Gottlieb asked candidates to comment on a June 29 report that said the port is “dysfunctional on several levels.”
The internal report, which was prompted by McAleer’s whistleblower complaint about inconsistencies in port leases, found no illegalities but led to the June 24 resignation of then-Executive Director Jeff Robb.
Robb was given the lesser job of port director of environmental affairs with the same $138,000 salary.
“During that period, the port completely lost public support and public trust,” DelaBarre said.
“I don’t like saying it, but my opponent was at the center of the principle problem associated with that period,” he continued.
“That’s very unfortunate because we should be talking about the incredible future that we have as a port, not rehashing very, very bad decisions that were made.”
To restore public trust, DeleBarre said he would work to find the “very best executive director we can find.”
“I also think that we need public involvement,” he added.
DeleBarre said he would push for more education to examine the roles and responsibilities of commissioners and staff in the levels of government.
“Right now, those distinctions are not very clear,” he said.
To restore public trust, McAleer said “it’s imperative that we act as transparently as possible.”
“There are a lot of decisions that the port commission has to make and the executive staff has to make at the port that are not necessarily black-and-white answers,” she said.
“They are very often gray.”
McAleer recommended more public workshops and suggested that port commissioners and staff attend courses on the Open Public Meetings Act.
McAleer said the port has “turned the corner already” by hiring qualified senior staff and an “exceptional” interim executive director in Ken O’Hollaren.
“I am a big believer in transparency and being an exceptional steward of our public dollars,” she said.
“That’s why I took the stand that I did. I believe the fact that I did that shows and proves that I would be an exceptional steward for this public organization.”
Commenting on another ballot proposition, DeleBarre said he would “lean toward supporting five (port) commissioners instead of three” for greater West End representation.
He said the port’s western district is both rural and urban with about a quarter of Port Angeles sharing the district with the West End and its robust timber industry.
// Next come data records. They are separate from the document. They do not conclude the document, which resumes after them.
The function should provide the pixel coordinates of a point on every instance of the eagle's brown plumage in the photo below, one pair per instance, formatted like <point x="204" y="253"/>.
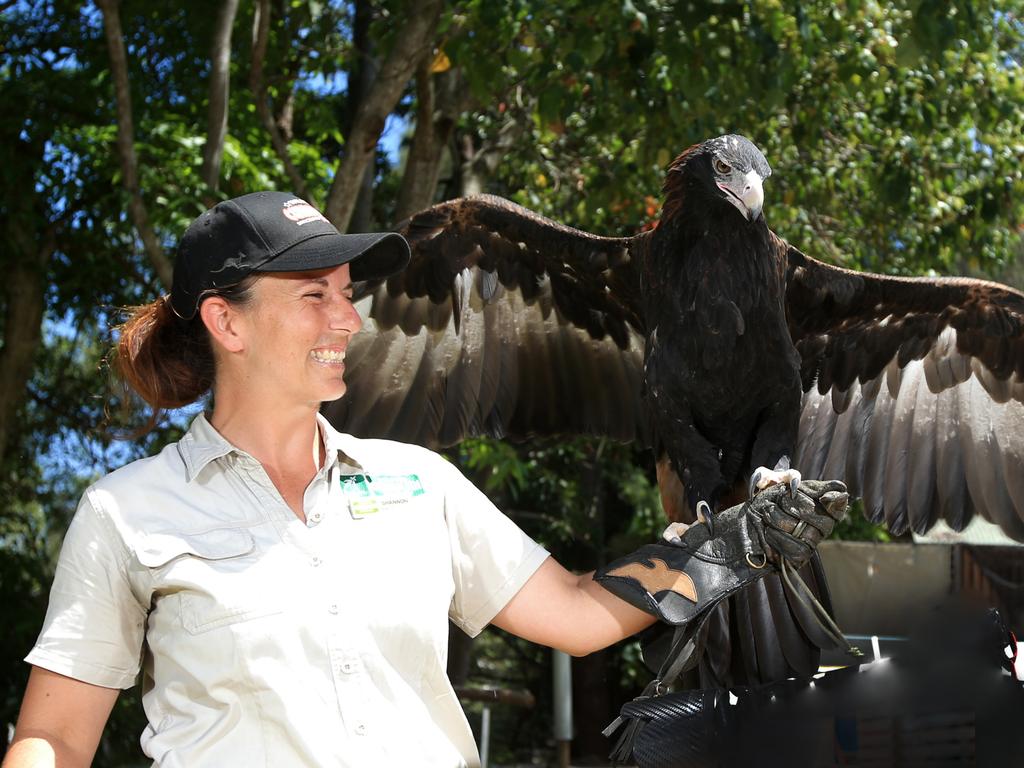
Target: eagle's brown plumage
<point x="508" y="324"/>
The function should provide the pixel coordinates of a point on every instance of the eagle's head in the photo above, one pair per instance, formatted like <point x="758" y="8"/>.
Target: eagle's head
<point x="726" y="169"/>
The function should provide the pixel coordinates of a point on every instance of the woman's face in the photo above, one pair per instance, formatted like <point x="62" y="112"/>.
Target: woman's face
<point x="298" y="329"/>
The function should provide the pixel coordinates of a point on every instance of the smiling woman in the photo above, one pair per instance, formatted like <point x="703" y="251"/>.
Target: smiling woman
<point x="285" y="605"/>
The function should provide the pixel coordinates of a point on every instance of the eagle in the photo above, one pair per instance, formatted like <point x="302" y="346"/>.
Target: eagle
<point x="735" y="356"/>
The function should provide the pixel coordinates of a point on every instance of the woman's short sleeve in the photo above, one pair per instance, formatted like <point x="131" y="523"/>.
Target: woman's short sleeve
<point x="492" y="557"/>
<point x="94" y="624"/>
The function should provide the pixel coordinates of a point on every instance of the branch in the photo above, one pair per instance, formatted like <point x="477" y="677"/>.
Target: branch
<point x="412" y="43"/>
<point x="25" y="289"/>
<point x="220" y="59"/>
<point x="261" y="33"/>
<point x="126" y="141"/>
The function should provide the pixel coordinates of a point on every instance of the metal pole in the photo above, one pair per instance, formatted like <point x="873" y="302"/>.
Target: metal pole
<point x="561" y="667"/>
<point x="484" y="736"/>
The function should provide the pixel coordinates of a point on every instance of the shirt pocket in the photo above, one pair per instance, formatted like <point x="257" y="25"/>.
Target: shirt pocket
<point x="218" y="577"/>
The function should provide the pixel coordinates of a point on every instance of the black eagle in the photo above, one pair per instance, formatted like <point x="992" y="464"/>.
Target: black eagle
<point x="720" y="345"/>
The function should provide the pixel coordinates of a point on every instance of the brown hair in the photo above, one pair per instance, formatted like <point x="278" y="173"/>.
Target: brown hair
<point x="169" y="361"/>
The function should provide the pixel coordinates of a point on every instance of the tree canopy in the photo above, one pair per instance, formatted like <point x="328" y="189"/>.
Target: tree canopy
<point x="894" y="132"/>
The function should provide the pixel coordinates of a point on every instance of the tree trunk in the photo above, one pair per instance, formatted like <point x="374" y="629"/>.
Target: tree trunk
<point x="435" y="116"/>
<point x="25" y="288"/>
<point x="126" y="141"/>
<point x="360" y="82"/>
<point x="220" y="60"/>
<point x="412" y="44"/>
<point x="261" y="34"/>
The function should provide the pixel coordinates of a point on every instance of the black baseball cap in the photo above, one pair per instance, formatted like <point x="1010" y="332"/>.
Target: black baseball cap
<point x="272" y="231"/>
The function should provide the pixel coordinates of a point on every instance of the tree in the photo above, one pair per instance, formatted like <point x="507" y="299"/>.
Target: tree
<point x="894" y="133"/>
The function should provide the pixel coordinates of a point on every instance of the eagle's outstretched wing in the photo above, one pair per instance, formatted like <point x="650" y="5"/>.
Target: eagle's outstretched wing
<point x="913" y="392"/>
<point x="506" y="324"/>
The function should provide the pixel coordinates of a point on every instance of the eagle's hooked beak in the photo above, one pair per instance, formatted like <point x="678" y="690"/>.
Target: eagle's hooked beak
<point x="748" y="195"/>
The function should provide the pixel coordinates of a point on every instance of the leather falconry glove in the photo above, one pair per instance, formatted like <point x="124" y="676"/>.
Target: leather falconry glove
<point x="680" y="583"/>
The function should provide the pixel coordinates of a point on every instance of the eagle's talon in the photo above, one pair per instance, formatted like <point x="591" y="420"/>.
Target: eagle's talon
<point x="756" y="481"/>
<point x="764" y="477"/>
<point x="705" y="516"/>
<point x="674" y="534"/>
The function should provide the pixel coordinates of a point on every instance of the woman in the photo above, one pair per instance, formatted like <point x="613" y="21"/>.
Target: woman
<point x="284" y="589"/>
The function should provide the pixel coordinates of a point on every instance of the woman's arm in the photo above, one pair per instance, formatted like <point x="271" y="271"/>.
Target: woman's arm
<point x="569" y="612"/>
<point x="60" y="722"/>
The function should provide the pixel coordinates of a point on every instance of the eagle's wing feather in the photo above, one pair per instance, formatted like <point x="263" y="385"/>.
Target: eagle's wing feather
<point x="504" y="323"/>
<point x="913" y="392"/>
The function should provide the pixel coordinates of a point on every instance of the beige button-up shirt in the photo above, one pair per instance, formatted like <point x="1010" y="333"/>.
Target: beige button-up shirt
<point x="263" y="640"/>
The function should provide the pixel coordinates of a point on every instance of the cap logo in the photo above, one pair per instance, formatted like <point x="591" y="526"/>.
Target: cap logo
<point x="301" y="212"/>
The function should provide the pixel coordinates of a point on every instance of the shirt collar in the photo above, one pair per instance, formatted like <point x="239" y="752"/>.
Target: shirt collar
<point x="337" y="443"/>
<point x="202" y="444"/>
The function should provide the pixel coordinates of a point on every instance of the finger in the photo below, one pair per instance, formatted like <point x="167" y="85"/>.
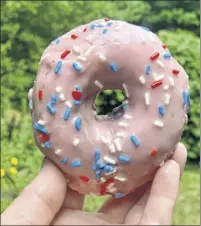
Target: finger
<point x="135" y="214"/>
<point x="40" y="200"/>
<point x="73" y="200"/>
<point x="161" y="202"/>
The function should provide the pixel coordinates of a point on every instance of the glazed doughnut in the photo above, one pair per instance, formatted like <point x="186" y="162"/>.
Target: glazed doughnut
<point x="102" y="154"/>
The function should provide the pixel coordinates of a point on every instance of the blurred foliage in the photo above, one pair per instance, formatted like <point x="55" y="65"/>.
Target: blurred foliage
<point x="27" y="27"/>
“It definitely does split this interest,” DeleBarre said.
“So in that regard, five is probably better because then we could have a true westside commissioner and the remainder would be primarily urban.”
McAleer said five port commissioners would be “a bit better, but there are definite downsides to that.”
“It will likely be about $90,000 annually to have two more commissioners,” she said.
“If those two commissioners are acting as very active ambassadors for our community, they could do a lot of good. It is definitely a slippery slope.”
DelaBarre reiterated past statements of support for the Wild Olympics Wilderness and Wild and Scenic Rivers Act, federal legislation that would designate 126,000 acres of Olympic National Forest as wilderness.
“We are not going to lose a single job,” DeleBarre said. “In fact, we are going to expand jobs because of tourism. I am not anti-timber. I am pro-economic growth to the county.”
McAleer opposes the Wild Olympics legislation.
“Anything that further restricts our ability to have companies being able to harvest the timberlands is not anything I can support,” she said.
McAleer said a modified Northwest Forest Plan would be a “different option.”
“I’m hopeful that we can come up with a good plan — a great plan — for our community, but I don’t believe Wild Olympics is it.”